SPDY Benchmark - Feedback Highlights

The SPDY benchmark I posted last week got some pretty heavy traffic, and I was happy to see it also sparked a lot of conversation and comments. Some of the comments were just trolls looking for attention (don’t feed them!). Others, however, held good ideas for follow up tests or suggestions for how to address the lack of acceleration.

Below is a collection of the top ideas that came up, and my thoughts on them.

Theory: SPDY wasn’t faster because websites optimized for HTTP

Many pointed out that websites – and primarily high-traffic websites – are tuned to work around the HTTP limitations, using techniques like domain sharding. Domain sharding is actually harmful for SPDY, resulting in slower performance.

I was aware of this problem and tried to mitigate it by moving resources statically referenced in the page to the page’s domain. However, that mitigation is not perfect, and some sites were probably still using multiple 1^st party domains.

I think this is a valid concern, but my gut feeling is that it would not change the results. An average page in this test used 18 different domains, and some spot checking (plus past experience) shows only 2-3 of those domains are a 1st party domains.

Idea: Websites should optimize for SPDY

The idea here is that we can create best practices for making your site fast in a SPDY environment.
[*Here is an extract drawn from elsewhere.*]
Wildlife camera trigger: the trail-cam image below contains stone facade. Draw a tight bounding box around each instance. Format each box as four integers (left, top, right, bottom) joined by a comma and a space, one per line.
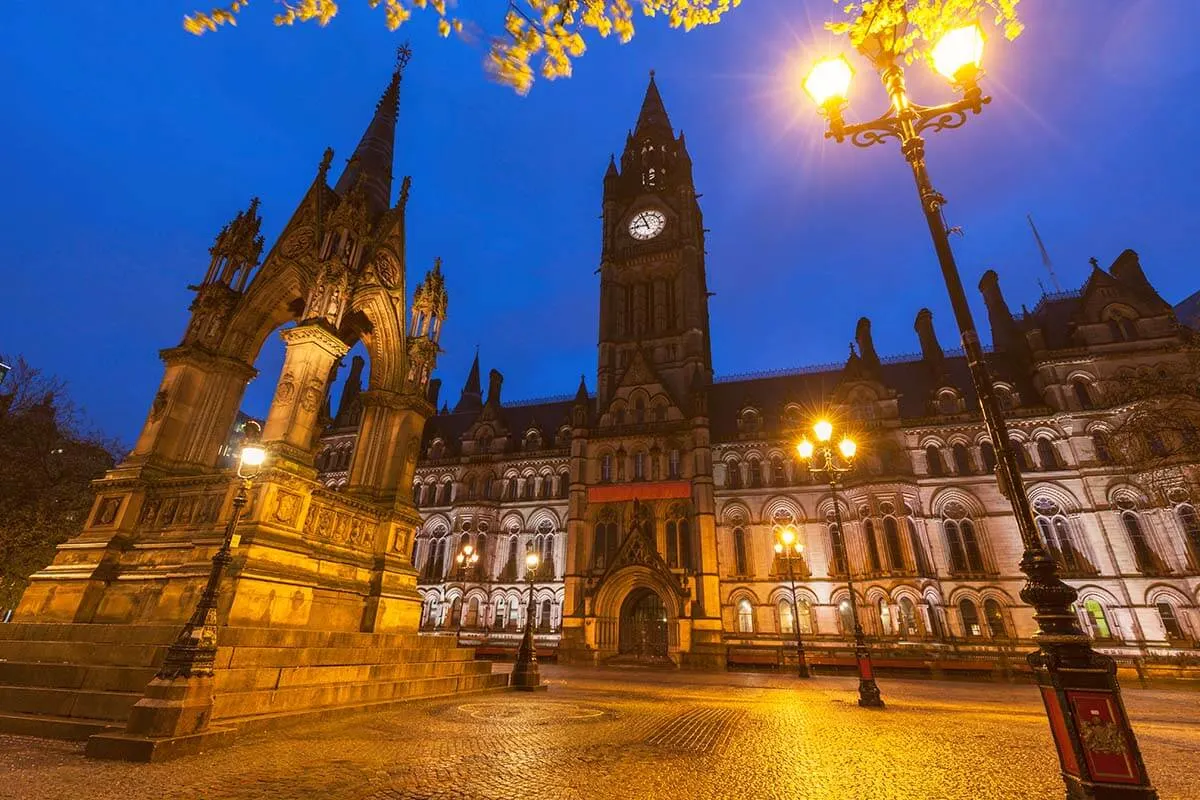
309, 78, 1200, 666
This will be the modern equivalent to the best practices for HTTP, and will let websites leverage SPDY more.

I believe we indeed can (and should) create such best practices, though I’d expect most of them will be the same ones we use in HTTP. Domain Sharding is probably the biggest exception to that.

However, the main problem with this path is that the same website will be accessed both via SPDY and via plain HTTPS. So even if we manage to develop great best practices, only infrastructures that can serve different HTML based on whether SPDY is in use or not can take advantage of them. The majority of websites don’t have that flexibility.

Theory: The CDN to Origin communication used HTTP, nullifying SPDY’s value

In my test I used the Cotendo CDN to act as a SPDY-supporting reverse proxy for the test sites. The communication between the Cotendo edge (in NYC) and the origin (wherever it is) was over plain HTTP, without SSL or SPDY. That communication could therefore become the bottleneck, thus leaving little opportunity for acceleration between CDN and client.

I think this is an interesting theory, but I don’t think it holds, for three primary reasons.

First, CDNs like Cotendo and Akamai are designed to accelerate websites. They use many connections to multiplex results to origin, and don’t tend to delay any incoming request. This is the core value proposition of Dynamic Site Acceleration (DSA), and has been proven over and over again.

Second, the average latency and bandwidth between CDN and origin are far better than those between CDN and client. This gap is especially big in the tests run over a high latency mobile network, and even in those conditions SPDY didn’t accelerate much.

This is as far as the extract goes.